Solving MNIST dataset classification using Neural Network

In this article I am going to classify the handwritten digits from MNIST DATASET. This dataset contains 60,000 training image samples, each image is 28x28 and 10,000 test sample as well. There are four main file associated to this dataset you have to download in order to use it. More information about the dataset can be found here.

The MNIST database of handwritten digits, available from this page, has a training set of 60,000 examples, and a test set of 10,000 examples. It is a subset of a larger set available from NIST. The digits have been size-normalized and centered in a fixed-size image. It is a good database for people who want to try learning techniques and pattern recognition methods on real-world data while spending minimal efforts on preprocessing and formatting.
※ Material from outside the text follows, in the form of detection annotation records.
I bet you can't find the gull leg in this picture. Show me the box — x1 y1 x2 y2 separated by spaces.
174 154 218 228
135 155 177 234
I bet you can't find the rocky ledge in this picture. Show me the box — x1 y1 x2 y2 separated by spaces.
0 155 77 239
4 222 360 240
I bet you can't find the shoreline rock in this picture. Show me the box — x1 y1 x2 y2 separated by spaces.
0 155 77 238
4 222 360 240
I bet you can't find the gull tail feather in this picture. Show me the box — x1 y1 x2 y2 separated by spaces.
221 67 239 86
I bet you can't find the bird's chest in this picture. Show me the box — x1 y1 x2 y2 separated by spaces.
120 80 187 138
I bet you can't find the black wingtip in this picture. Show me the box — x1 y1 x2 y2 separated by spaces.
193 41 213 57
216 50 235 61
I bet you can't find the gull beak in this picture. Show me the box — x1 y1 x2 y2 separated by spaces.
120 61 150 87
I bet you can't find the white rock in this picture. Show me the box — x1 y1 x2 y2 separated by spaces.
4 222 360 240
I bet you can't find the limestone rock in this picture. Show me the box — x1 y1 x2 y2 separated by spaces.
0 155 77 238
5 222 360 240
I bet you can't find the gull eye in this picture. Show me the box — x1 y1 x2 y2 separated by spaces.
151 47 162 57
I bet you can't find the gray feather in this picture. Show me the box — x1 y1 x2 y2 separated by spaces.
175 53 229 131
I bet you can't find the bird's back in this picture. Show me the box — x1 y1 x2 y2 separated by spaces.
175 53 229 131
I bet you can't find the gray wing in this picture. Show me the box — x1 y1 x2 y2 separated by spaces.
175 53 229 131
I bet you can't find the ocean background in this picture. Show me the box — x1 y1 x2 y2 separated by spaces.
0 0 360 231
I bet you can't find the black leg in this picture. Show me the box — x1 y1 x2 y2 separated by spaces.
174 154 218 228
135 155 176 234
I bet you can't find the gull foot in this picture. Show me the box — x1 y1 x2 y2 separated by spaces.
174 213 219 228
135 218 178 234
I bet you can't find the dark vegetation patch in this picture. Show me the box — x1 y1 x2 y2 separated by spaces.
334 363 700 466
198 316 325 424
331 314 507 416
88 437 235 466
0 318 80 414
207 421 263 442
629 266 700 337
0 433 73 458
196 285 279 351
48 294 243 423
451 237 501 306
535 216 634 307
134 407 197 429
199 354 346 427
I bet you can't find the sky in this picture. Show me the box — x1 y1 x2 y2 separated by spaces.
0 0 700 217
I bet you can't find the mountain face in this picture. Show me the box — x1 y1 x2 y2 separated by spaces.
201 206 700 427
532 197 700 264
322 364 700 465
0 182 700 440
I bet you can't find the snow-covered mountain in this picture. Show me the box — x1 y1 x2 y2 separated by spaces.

First of all, we need to know how to read these files. I am going to read it and plot some of the images. This is a simple code to read all images into memory:


	import numpy as np
	import matplotlib.pyplot as plt
	from struct import unpack
	f = open('train_image.minst', 'rb')
	fl = open('train_label.minst', 'rb')
	magic_label = fl.read(4)
	magic = f.read(4)
	magic_label,  = unpack('>I', magic_label)
	magic,  = unpack('>I', magic)
	if (magic == 2051):
		print('Reading magic number...OK')
	else:
		print('Wrong magic number...exit')
		exit(0)
	#end if
	if (magic_label == 2049):
		print('Reading magic label number...OK')
	else:
		print('Wrong magic label number...exit')
		exit(0)
	#end if
	# number of label = number_of_image
	dump = fl.read(4)
	number_of_image,  = unpack('>I', f.read(4))
	print ("Number of training image : {}".format(number_of_image))
	number_of_rows,  = unpack('>I', f.read(4))
	number_of_cols,  = unpack('>I', f.read(4))
	print ("Images are {} by {} pixels".format(number_of_rows, number_of_cols))
	print('Reading All images into memory', end='')
	sys.stdout.flush()
	image_set = np.zeros((number_of_image, number_of_rows, number_of_cols), dtype=np.float64)
	image_label = np.zeros((number_of_image))
	read_count = 0
	for i in range(0,number_of_image):
		for j in range(0, number_of_rows):
			for k in range(0, number_of_cols):
				val,  = unpack('B', f.read(1))
				image_set[i, j, k]  = val/255.0
			#end for k
		#end for j
		data = np.ravel(image_set[i])
		data = ' '.join(map(str, data))
		image_label[i], =unpack('B', fl.read(1))
		q="{0:b}".format(int(image_label[i])).zfill(4)
		q=' '.join(list(q))
		str_out = data + ' ' + q
		#fminst.write(str_out + "\n")
		read_count +=1
		if(read_count % 100==0):
			print('.', end='')
			sys.stdout.flush()
	#end for i
	print("DONE!!!")
			
Now we have all the images in image_set variable and all their corresponding labels in image_label variable and to plot some samples we use this code:

	#for example to show the fifth image in dataset
	# plt is the alias for matplotlib.pyplot
	plt.imshow(image_set[5, :, :], cmap='gray')
	plt.show()
		
These are some samples I plotted:

As you can see some of the samples are even hard to read for human (What is the digit in second row, third column below?).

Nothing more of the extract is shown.